Pude ver, con los ojos bien abiertos al frío del moribundo noviembre, una ciudad o un antiguo pueblo sitiado por catapultas con forma de cruz, nuestra cruz de cada día. Casi era noche cerrada en una de las almenas del castillo, y ayudados por una vela, subimos no sin cierta inquietud, no sin cierta curiosidad, que todo lo puede, a lo alto de la torre más alta. Sobre el suelo reposaban las flechas del anterior ataque, venablos, piedras, los restos de algún pasado recuerdo de alguien que un día fue el vigía. Una nube de arrebol se resistía en el horizonte sucio, indecisa, sin saber si morir o resistir, sabiendo que su destino estaba sellado hasta la tarde siguiente, sabiendo también que la verdadera victoria es la resistencia a lo inevitable.
Pude ver las miles de almas que pululaban entre los restos del cerco, alegres y sin vida, como si nada hubiera ocurrido.
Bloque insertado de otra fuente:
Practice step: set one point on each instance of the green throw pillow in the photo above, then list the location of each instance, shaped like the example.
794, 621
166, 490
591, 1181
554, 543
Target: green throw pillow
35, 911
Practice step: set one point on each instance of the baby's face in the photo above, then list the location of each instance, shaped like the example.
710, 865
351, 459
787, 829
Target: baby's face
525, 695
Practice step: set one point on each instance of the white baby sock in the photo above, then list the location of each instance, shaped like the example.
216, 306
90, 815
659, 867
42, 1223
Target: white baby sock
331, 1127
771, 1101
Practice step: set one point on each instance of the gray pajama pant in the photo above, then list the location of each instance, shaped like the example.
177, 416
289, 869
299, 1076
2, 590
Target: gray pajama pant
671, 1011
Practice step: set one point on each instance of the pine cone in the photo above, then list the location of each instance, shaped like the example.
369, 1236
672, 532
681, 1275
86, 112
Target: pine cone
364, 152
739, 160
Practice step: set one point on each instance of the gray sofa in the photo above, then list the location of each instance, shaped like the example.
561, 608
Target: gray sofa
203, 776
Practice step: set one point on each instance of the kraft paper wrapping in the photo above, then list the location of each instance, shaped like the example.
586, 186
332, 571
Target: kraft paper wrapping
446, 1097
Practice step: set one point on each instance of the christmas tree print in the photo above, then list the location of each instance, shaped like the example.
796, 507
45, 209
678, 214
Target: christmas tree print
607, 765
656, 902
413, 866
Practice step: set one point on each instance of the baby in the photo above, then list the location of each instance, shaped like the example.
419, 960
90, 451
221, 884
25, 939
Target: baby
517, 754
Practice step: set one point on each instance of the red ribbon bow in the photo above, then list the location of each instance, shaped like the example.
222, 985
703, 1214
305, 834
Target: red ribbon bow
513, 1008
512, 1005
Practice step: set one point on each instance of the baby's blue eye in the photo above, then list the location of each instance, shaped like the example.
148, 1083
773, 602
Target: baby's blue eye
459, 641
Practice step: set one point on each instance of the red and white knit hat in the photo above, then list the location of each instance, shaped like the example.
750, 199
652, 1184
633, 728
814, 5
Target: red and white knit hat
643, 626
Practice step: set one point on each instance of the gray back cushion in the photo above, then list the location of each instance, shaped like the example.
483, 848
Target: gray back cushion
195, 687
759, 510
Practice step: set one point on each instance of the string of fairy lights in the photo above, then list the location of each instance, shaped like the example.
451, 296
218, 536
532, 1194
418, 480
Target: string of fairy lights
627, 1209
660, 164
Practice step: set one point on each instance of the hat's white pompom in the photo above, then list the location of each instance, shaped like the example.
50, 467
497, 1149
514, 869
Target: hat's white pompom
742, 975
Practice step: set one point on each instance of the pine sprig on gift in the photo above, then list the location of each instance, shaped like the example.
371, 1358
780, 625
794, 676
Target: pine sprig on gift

Miré hacia abajo, con sorpresa, como si nada hubiera ocurrido, inventando de manera imprecisa la procedencia de una insensata felicidad de cada uno de los espíritus que, sin saberlo, habían muerto al alba, antes siquiera de haber nacido, ese pecado que todos cometemos alguna vez y que otros cometen varias veces.
No sabía con exactitud si el cielo era mi suelo o si desde arriba estaba viendo una luz a lo lejos, muy lejos, un faro quizá, entre las miles de fronteras artificiales, límites de la mente; o muy cerca, apenas más allá del río, por donde antaño atacaban piratas sin piedad. Tranquilamente recogí una saeta del suelo, o del cielo, y la rompí, como se rompen las lanzas, por mí, por nosotros.
Nos quitamos el yelmo y acercamos la vela a uno de los restos de la metralla. Pudimos leer una extraña inscripción que no acabábamos de entender. Es posible que aquello estuviera allí desde antes de nuestra llegada, escondido de manera silenciosa. Es posible que aquello fuera un adelanto del asedio que todavía nos quedaba por sufrir, apenas comenzado el de hoy o el de ayer. Me acordé de repente de aquella historia numantina, pero también recordé Samarcanda y el Gran Khan, y me entristecí, me alegré a un tiempo y me quedé indiferente luego.
Miramos de nuevo a nuestro alrededor y decidimos bajar de la almena, después de ver nuestra segura derrota, que no por segura sería menos costosa para los otros, los que desde allá lejos nos miraban a través del catalejo, entre risas, entre nuestras lágrimas, que cayeron como agua del cielo, de las nubes, de aquella nube de arrebol en que nos convertiríamos, resistiendo hasta el final, hasta esa pequeña e íntima victoria.
Y no fue desde el cielo de mi barrio, el cielo de La Pendola, del suelo de La Pendola. Más allá o un poco más cerca puede suceder, o sucedió.